Like any other photography students in university, he was first educated about the operation of an SLR, learning how to shoot a nice image of a coffee cup for advertisement usage. He said, “I was captivated by the way photography can manipulate reality, and thought finally there is something to make things prettier in life. I also learnt a lot of manipulative skills with photography then. But as I started working with the pinhole camera, I realized that camera needs not to be so complex, and I was attracted by its ‘passiveness’. When you no longer press the shutter button continuously, you end up spending more time to think about things, like what is the purpose of taking a photo?”

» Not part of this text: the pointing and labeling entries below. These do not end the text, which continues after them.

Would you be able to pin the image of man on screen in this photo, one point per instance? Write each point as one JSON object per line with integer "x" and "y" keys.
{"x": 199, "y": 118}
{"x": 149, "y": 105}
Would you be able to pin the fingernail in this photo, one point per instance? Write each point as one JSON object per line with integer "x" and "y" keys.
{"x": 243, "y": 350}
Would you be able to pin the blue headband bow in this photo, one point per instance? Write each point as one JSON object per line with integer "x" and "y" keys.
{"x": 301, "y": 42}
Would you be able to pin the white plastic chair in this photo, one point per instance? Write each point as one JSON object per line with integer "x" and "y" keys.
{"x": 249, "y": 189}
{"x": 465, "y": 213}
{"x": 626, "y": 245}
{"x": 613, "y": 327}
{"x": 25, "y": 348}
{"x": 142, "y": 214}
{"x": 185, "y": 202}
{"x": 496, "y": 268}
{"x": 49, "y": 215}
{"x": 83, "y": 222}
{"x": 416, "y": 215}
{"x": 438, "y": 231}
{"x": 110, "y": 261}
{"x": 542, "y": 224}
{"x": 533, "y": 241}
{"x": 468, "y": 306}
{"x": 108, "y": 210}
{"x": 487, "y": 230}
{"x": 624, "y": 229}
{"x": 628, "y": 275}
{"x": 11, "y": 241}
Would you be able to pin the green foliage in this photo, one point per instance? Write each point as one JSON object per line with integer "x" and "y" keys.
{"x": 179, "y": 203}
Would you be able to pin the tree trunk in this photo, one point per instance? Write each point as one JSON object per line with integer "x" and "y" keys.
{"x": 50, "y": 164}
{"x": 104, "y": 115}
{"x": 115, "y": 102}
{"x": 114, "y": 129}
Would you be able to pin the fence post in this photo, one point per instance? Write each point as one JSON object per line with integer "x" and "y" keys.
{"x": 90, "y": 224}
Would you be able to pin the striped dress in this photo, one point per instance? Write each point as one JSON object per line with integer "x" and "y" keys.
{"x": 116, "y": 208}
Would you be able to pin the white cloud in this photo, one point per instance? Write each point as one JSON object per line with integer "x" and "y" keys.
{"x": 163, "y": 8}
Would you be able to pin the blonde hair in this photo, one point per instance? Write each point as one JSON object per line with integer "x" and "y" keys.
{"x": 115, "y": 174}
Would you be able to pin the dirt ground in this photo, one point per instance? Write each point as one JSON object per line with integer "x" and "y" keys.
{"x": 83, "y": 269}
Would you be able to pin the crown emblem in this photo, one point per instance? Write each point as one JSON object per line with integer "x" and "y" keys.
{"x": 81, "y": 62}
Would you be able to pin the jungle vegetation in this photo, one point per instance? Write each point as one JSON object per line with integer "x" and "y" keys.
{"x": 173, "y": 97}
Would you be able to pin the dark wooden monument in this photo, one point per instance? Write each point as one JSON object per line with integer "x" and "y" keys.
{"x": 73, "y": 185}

He repeatedly emphasized that the pinhole camera is just another way of photography, and does not need to be romanticized. Indeed the pinhole camera in comparison to the mainstream digital camera requires much longer exposure times and the images were often blurry. But these shortcomings in the modern era have been awarded as a unique quality. “Taking a photograph with the pinhole camera and taking a photograph with the digital camera is different and that needs to be understood; one should not be satisfied by just its quality or uniqueness.”
“When it comes to a great piece of work, whether it is a drawing or a piece of music, I believe it should provoke people to think, to question and that it is able to give back some sort of answers at the same time.” Martin said. He really like the artist John Baldessari and his work “Throwing Three Balls in the Air to Get a Straight Line (Best of Thirty-Six Attempts)” (1931). The picture is the closet one chosen out of the roll of 36 negatives he has used when he tried to photograph three to four balls being thrown up in the air to form a straight line. “When the four balls were thrown up in the air, what was the probability of them actually forming a straight line? We always say that photography is the capturing of a moment, but does that “moment” even exist? Or should we just say you were lucky in being able to capture that moment? This idea has impacted me heavily.”
If we were to take our lifetime and dissect it into 36 negatives, then Martin would have used a third of his films on pinhole cameras. That is why when I asked him if he would regard the pinhole camera as his signature style, he had no objections.
“The pinhole camera and I have established years of relationship. When I do any sort of creations, I would first consider if a pinhole camera can be used. It’s a natural way of thinking when you are so used to a set of techniques. I still call myself a photographer now, not an artist, and that is because most artists will think about the content first before choosing which medium to use; but I go straight for the pinhole camera. This way of thinking is deeply rooted within a photographer.”
What we were unable to capture under our lens is this kind of subtle and shy smile that Martin had when he was talking to us. If you cannot imagine such an expression, look at that blue line on the front of his shoe; a sort of a shallow, light smile. This smile is the signature design by Jack Purcell, a classic model ever since the 30’s. It has remained until this day, with its classic outlook embossed in the minds of the public. I suppose that the notion of a signature style must be the detail which has experienced through time and still remains to be the clearest image in people’s minds.
During the interview he did exclaim how he wanted to try out more possibilities and did not want to be defined only by the pinhole camera. However, when we talked about the notion of a signature style, it was inevitable to realize that it was an impression exchanged through time and experiences, the part that has been the most focused on which delivers the most clarity.
A long exposed image on a photographic paper is often what that remains the longest, same with photography and same with a signature style.